By Laura Valentine
Activism in the early days of AIDS was not for the faint of heart. When this cunning disease began taking his friends; when his funeral suit became thread-bare from attending multiple services a week; when there was no help from the government or the medical and pharmaceutical industries, faith communities or birth families, Phil Michal Thomas knew it was time for action.
Anger over the unprecedented loss of so many people he loved and the overwhelming sense of powerlessness was a great motivator to join the ranks of the AIDS Coalition to Unleash Power (ACT UP) and take to the streets, demanding action to stop HIV in its tracks.
Thomas recalls a demonstration where a human chain was formed around First Baptist Church in north Atlanta after Pastor Charles Frazier Stanley equated HIV/AIDS to “God’s punishment” for being gay.
“We knew we might get arrested,” he recalled, “but we were willing to put our liberty and our lives on the line to raise awareness and secure the help needed to combat a cruel disease.”
He tempered the anger with a sensitivity not only for People Living with HIV/AIDS (PLWHA) but for persons of color who have a dual identity between the LGBT+ community and their community of origin, both of which carry
“Sitting in planning meetings for numerous organizations, I would look around and realize mine was the only black face at the table,” Thomas said.
Although he invited his friends to get involved, they were too paralyzed by fear of being outed in their community to participate.
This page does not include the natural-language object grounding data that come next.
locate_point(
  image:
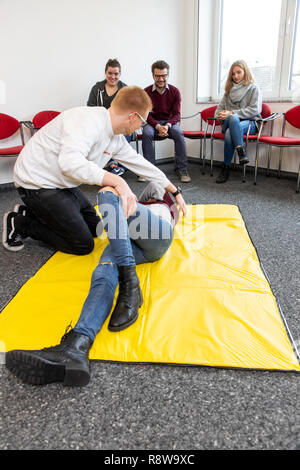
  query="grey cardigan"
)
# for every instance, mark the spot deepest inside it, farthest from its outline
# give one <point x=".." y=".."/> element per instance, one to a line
<point x="249" y="107"/>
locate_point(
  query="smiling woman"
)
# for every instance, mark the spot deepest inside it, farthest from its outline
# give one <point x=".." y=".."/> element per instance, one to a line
<point x="241" y="102"/>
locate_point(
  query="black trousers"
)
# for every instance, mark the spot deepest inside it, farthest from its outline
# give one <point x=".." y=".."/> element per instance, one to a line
<point x="62" y="218"/>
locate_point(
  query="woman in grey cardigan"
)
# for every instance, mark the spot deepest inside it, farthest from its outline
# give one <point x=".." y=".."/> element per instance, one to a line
<point x="241" y="102"/>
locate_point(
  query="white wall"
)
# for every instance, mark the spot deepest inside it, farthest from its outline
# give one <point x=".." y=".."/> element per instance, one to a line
<point x="52" y="53"/>
<point x="56" y="51"/>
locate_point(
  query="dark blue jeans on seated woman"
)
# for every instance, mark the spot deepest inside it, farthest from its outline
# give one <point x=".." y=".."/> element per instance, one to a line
<point x="143" y="238"/>
<point x="234" y="130"/>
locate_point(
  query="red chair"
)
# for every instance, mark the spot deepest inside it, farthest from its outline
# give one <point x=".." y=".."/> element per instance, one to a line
<point x="39" y="120"/>
<point x="8" y="127"/>
<point x="207" y="117"/>
<point x="266" y="117"/>
<point x="292" y="116"/>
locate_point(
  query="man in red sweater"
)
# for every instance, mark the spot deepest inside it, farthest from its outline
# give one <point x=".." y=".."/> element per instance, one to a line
<point x="164" y="119"/>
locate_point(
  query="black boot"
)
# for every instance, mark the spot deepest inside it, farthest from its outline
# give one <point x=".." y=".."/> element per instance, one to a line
<point x="224" y="174"/>
<point x="67" y="362"/>
<point x="243" y="159"/>
<point x="129" y="300"/>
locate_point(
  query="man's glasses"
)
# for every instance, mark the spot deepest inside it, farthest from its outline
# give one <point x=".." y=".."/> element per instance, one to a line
<point x="161" y="76"/>
<point x="142" y="119"/>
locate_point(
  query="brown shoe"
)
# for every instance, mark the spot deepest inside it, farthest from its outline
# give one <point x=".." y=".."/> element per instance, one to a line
<point x="183" y="176"/>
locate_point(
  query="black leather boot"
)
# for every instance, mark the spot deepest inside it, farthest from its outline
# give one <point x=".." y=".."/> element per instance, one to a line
<point x="129" y="300"/>
<point x="224" y="174"/>
<point x="67" y="362"/>
<point x="243" y="159"/>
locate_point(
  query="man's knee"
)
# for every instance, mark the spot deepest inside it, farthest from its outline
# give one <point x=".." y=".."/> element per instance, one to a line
<point x="148" y="132"/>
<point x="109" y="188"/>
<point x="82" y="247"/>
<point x="233" y="118"/>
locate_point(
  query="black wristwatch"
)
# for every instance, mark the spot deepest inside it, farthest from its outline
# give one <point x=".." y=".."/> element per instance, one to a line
<point x="178" y="191"/>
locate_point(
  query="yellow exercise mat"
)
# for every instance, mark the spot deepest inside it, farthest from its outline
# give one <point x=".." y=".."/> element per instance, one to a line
<point x="206" y="302"/>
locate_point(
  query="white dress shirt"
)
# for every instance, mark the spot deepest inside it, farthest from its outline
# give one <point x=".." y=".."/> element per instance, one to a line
<point x="73" y="149"/>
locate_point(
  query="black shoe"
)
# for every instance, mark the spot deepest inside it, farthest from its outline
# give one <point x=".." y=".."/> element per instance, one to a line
<point x="67" y="362"/>
<point x="224" y="174"/>
<point x="183" y="176"/>
<point x="20" y="209"/>
<point x="11" y="239"/>
<point x="129" y="300"/>
<point x="243" y="159"/>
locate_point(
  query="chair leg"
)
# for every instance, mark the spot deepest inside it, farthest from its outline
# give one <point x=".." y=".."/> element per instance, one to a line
<point x="256" y="163"/>
<point x="211" y="157"/>
<point x="269" y="160"/>
<point x="280" y="162"/>
<point x="204" y="157"/>
<point x="244" y="173"/>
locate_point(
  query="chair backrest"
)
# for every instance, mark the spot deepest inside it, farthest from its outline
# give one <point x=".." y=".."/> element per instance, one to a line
<point x="43" y="117"/>
<point x="265" y="111"/>
<point x="293" y="116"/>
<point x="209" y="113"/>
<point x="8" y="126"/>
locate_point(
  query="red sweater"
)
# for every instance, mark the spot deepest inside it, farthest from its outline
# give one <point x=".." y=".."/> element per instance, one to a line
<point x="166" y="107"/>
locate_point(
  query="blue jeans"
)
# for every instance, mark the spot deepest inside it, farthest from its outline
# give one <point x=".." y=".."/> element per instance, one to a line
<point x="234" y="130"/>
<point x="174" y="133"/>
<point x="143" y="238"/>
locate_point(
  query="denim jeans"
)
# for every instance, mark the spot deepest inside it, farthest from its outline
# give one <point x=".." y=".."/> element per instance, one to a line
<point x="174" y="133"/>
<point x="143" y="238"/>
<point x="234" y="130"/>
<point x="62" y="218"/>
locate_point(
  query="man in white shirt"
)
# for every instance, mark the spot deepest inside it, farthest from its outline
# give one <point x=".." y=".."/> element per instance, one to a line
<point x="69" y="151"/>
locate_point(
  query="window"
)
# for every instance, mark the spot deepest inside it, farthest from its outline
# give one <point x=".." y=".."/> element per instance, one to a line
<point x="264" y="33"/>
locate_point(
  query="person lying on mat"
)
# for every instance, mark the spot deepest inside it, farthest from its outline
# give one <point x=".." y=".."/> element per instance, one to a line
<point x="241" y="102"/>
<point x="143" y="237"/>
<point x="71" y="150"/>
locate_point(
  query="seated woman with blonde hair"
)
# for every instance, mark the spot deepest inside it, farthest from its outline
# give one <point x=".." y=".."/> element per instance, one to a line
<point x="241" y="103"/>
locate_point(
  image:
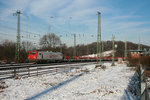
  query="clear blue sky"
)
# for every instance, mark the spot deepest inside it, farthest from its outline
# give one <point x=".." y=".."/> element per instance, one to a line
<point x="126" y="19"/>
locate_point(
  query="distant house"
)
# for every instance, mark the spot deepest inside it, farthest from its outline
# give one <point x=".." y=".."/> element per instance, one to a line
<point x="137" y="53"/>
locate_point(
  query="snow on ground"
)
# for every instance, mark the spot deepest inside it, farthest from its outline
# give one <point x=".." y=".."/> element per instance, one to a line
<point x="86" y="84"/>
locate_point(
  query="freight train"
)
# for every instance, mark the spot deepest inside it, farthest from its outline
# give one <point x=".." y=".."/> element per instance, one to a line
<point x="49" y="56"/>
<point x="45" y="56"/>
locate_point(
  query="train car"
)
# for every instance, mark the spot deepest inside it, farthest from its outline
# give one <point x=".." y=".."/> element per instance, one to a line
<point x="45" y="56"/>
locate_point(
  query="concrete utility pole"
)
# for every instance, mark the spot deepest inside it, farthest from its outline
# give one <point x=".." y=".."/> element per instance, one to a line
<point x="99" y="40"/>
<point x="113" y="48"/>
<point x="139" y="45"/>
<point x="17" y="55"/>
<point x="74" y="50"/>
<point x="125" y="51"/>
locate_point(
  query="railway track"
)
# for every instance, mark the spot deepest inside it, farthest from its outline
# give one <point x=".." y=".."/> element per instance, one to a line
<point x="29" y="69"/>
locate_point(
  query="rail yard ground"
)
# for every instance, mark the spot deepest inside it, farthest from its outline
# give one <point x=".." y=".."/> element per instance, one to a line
<point x="84" y="83"/>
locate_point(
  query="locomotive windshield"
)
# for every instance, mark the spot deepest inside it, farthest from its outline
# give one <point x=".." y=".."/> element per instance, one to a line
<point x="33" y="53"/>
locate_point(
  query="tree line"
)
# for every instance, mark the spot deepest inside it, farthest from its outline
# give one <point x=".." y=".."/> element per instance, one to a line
<point x="52" y="42"/>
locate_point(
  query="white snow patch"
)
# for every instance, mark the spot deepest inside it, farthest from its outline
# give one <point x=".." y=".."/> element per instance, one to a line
<point x="95" y="84"/>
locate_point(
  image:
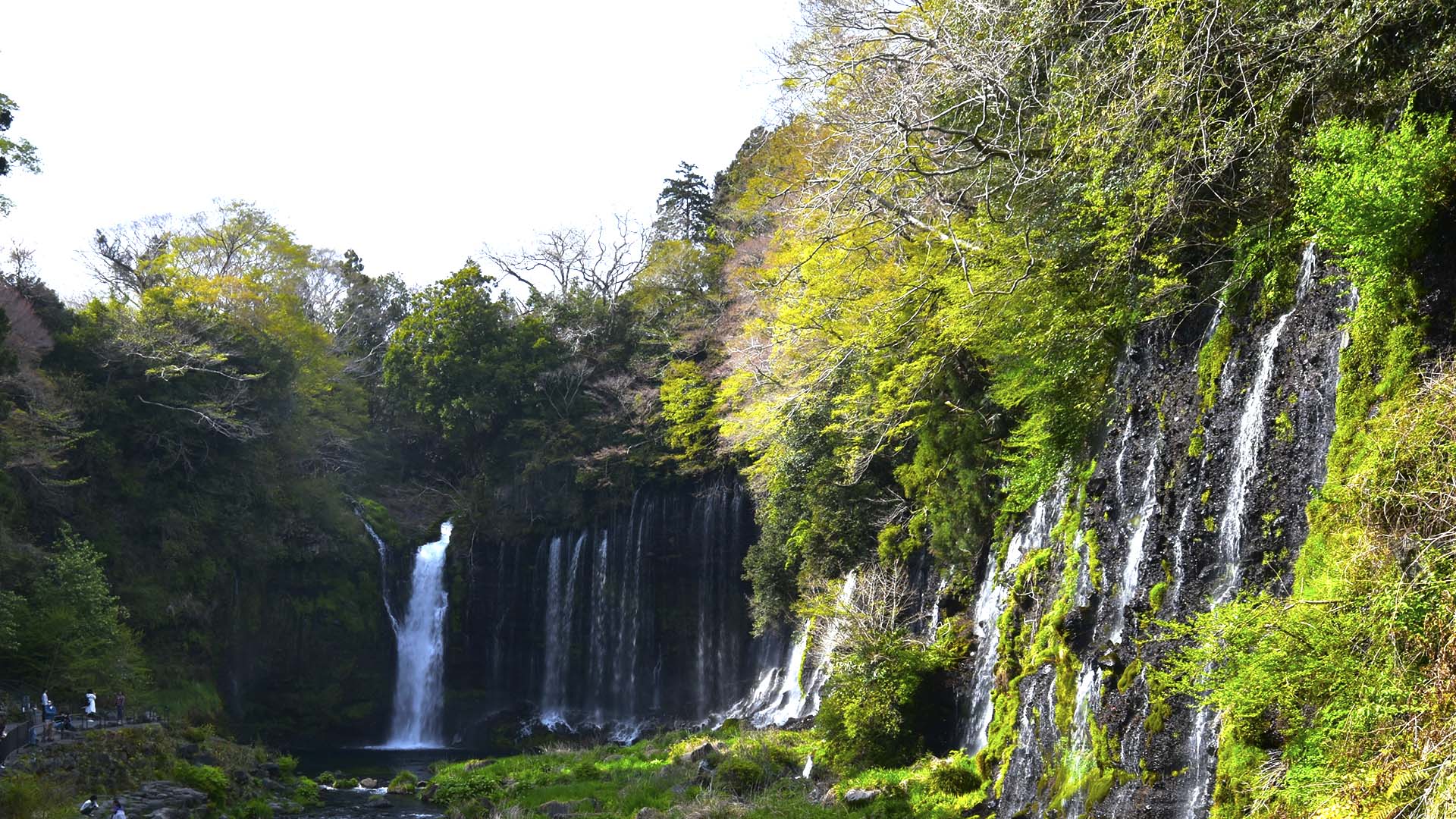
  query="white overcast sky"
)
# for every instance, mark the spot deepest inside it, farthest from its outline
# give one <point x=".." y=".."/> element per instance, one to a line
<point x="414" y="133"/>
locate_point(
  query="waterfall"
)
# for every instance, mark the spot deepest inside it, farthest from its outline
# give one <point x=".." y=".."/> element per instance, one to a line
<point x="780" y="694"/>
<point x="1134" y="545"/>
<point x="1248" y="441"/>
<point x="990" y="604"/>
<point x="419" y="682"/>
<point x="561" y="608"/>
<point x="383" y="573"/>
<point x="1079" y="758"/>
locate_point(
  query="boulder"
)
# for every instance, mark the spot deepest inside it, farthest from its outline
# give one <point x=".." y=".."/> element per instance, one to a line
<point x="568" y="808"/>
<point x="707" y="752"/>
<point x="152" y="798"/>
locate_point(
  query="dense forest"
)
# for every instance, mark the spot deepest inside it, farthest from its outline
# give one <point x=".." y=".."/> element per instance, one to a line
<point x="932" y="324"/>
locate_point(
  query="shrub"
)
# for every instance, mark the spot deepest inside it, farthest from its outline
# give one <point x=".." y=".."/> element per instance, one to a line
<point x="952" y="776"/>
<point x="306" y="793"/>
<point x="207" y="779"/>
<point x="739" y="776"/>
<point x="199" y="733"/>
<point x="254" y="809"/>
<point x="22" y="796"/>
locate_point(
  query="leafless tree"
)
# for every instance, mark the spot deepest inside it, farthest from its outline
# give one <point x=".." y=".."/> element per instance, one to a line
<point x="598" y="261"/>
<point x="123" y="259"/>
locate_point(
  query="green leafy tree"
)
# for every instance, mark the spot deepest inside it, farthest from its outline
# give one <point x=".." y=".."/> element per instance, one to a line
<point x="14" y="153"/>
<point x="685" y="206"/>
<point x="466" y="366"/>
<point x="71" y="632"/>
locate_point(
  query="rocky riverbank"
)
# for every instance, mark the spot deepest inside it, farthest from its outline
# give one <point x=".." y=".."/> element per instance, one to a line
<point x="158" y="773"/>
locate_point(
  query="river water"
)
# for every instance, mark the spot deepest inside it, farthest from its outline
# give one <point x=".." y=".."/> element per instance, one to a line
<point x="381" y="764"/>
<point x="353" y="805"/>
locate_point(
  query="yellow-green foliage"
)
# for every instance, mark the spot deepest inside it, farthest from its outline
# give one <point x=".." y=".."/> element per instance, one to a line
<point x="1155" y="596"/>
<point x="1128" y="675"/>
<point x="28" y="796"/>
<point x="207" y="779"/>
<point x="306" y="793"/>
<point x="688" y="409"/>
<point x="1345" y="668"/>
<point x="403" y="781"/>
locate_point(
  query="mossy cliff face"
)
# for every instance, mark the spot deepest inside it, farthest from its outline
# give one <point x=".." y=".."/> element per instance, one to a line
<point x="1197" y="488"/>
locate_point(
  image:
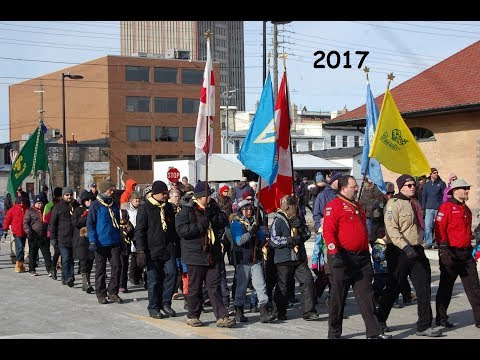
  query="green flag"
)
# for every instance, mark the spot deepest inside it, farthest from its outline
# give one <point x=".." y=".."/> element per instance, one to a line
<point x="32" y="158"/>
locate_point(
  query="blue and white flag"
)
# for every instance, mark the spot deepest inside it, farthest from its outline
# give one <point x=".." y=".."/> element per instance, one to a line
<point x="374" y="171"/>
<point x="258" y="150"/>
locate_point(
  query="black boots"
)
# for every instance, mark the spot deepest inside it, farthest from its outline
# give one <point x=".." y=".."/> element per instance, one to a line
<point x="265" y="316"/>
<point x="86" y="286"/>
<point x="239" y="317"/>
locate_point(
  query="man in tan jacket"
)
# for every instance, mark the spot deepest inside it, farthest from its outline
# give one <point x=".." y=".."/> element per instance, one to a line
<point x="406" y="256"/>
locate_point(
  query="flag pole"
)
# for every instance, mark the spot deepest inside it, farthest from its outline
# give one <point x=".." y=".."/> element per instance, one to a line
<point x="366" y="70"/>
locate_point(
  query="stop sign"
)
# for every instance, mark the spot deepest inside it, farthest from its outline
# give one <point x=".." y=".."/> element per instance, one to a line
<point x="173" y="174"/>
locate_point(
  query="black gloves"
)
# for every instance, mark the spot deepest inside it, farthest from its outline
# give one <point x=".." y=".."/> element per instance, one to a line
<point x="254" y="230"/>
<point x="336" y="260"/>
<point x="445" y="255"/>
<point x="294" y="240"/>
<point x="295" y="222"/>
<point x="410" y="251"/>
<point x="92" y="247"/>
<point x="203" y="222"/>
<point x="141" y="259"/>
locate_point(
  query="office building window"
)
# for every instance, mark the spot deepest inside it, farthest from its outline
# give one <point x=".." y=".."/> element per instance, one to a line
<point x="163" y="133"/>
<point x="356" y="140"/>
<point x="165" y="75"/>
<point x="188" y="134"/>
<point x="138" y="104"/>
<point x="190" y="106"/>
<point x="139" y="133"/>
<point x="139" y="162"/>
<point x="192" y="77"/>
<point x="166" y="105"/>
<point x="137" y="73"/>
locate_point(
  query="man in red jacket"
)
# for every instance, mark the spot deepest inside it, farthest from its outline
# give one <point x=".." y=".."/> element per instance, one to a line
<point x="346" y="237"/>
<point x="453" y="233"/>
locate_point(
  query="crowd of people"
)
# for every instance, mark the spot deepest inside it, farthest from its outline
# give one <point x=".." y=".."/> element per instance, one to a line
<point x="174" y="240"/>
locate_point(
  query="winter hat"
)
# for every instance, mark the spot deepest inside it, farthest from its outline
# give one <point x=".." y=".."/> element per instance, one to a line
<point x="335" y="176"/>
<point x="57" y="192"/>
<point x="37" y="198"/>
<point x="158" y="187"/>
<point x="199" y="190"/>
<point x="67" y="190"/>
<point x="247" y="193"/>
<point x="402" y="179"/>
<point x="319" y="177"/>
<point x="104" y="185"/>
<point x="452" y="177"/>
<point x="147" y="190"/>
<point x="242" y="204"/>
<point x="456" y="184"/>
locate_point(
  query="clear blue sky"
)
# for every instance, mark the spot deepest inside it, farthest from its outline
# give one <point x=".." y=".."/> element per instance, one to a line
<point x="406" y="48"/>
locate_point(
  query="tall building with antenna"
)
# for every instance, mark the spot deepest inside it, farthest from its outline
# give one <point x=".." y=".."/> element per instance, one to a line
<point x="185" y="40"/>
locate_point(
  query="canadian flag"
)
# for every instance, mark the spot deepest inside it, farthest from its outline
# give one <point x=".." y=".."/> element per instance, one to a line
<point x="270" y="197"/>
<point x="206" y="112"/>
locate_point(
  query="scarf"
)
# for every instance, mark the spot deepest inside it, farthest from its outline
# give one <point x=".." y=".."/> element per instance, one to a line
<point x="162" y="211"/>
<point x="110" y="211"/>
<point x="210" y="233"/>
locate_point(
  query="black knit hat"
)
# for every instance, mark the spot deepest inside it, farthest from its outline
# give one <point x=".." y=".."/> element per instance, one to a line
<point x="199" y="190"/>
<point x="158" y="187"/>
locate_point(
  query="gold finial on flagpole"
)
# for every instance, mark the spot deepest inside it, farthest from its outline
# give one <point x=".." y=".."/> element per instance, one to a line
<point x="208" y="35"/>
<point x="366" y="70"/>
<point x="284" y="58"/>
<point x="390" y="77"/>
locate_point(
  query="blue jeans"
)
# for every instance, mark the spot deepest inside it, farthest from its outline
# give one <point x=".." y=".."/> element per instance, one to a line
<point x="170" y="270"/>
<point x="67" y="262"/>
<point x="429" y="219"/>
<point x="20" y="247"/>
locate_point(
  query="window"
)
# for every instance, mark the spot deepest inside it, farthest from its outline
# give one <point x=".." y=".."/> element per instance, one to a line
<point x="139" y="162"/>
<point x="333" y="141"/>
<point x="139" y="133"/>
<point x="165" y="75"/>
<point x="163" y="133"/>
<point x="166" y="105"/>
<point x="422" y="134"/>
<point x="138" y="104"/>
<point x="137" y="73"/>
<point x="188" y="134"/>
<point x="190" y="106"/>
<point x="192" y="77"/>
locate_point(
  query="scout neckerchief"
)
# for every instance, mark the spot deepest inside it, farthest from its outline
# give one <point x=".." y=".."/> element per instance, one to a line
<point x="210" y="233"/>
<point x="293" y="231"/>
<point x="162" y="211"/>
<point x="110" y="211"/>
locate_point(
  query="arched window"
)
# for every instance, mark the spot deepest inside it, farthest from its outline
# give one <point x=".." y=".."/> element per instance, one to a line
<point x="422" y="134"/>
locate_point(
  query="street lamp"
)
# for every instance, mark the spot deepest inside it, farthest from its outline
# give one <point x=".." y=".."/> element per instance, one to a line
<point x="73" y="77"/>
<point x="227" y="95"/>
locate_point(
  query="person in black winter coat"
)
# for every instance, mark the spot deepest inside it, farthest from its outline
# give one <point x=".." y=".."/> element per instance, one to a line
<point x="199" y="224"/>
<point x="155" y="237"/>
<point x="61" y="233"/>
<point x="80" y="240"/>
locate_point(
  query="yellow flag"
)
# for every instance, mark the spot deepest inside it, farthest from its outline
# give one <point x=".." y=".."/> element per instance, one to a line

It was painful to be ostracized by his own community because he dared to be an out, gay, black man. Then and now, the gospel of homophobia is still preached by some churches in the African-American community and there’s a very real danger of physical violence if “you are to act on your sexuality,” Thomas confides.
He credits programs like BWMT/Black and White Men Together (Atlanta) Brothers United (Nashville) and My House (Nashville) with creating a safe haven for gay, bisexual and transgender men to congregate and be themselves without fear. He credits strong, dynamic, forward-thinking men like Matt Milton (Tenn. State Health Department), Dwayne Jenkins (Nashville CARES) and John Hughes with inroads being made to unite all communities of origin who identify as LGBT+.
“The legacy of so many who died of complications from AIDS is being diluted as time marches on,” Thomas said.
With his novel, Panels, he is doing his part to make sure the legacy of their fight stays alive.
The idea of the book was sparked on a bus ride to the Second Annual March on Washington for Gay and Lesbian Rights in 1987. Several friends asked him to chronicle their stories as testimony to the battles they had with HIV and AIDS.
“It felt right to leave a memorial of lives that reflected the unvarnished truth about the struggles and ultimate release,” Thomas said.
Asked if there’s a tenet by which he lives, Thomas reflected and said, “Regardless of what negativity is around us, there is still good and we can work together to overcome hurdles.”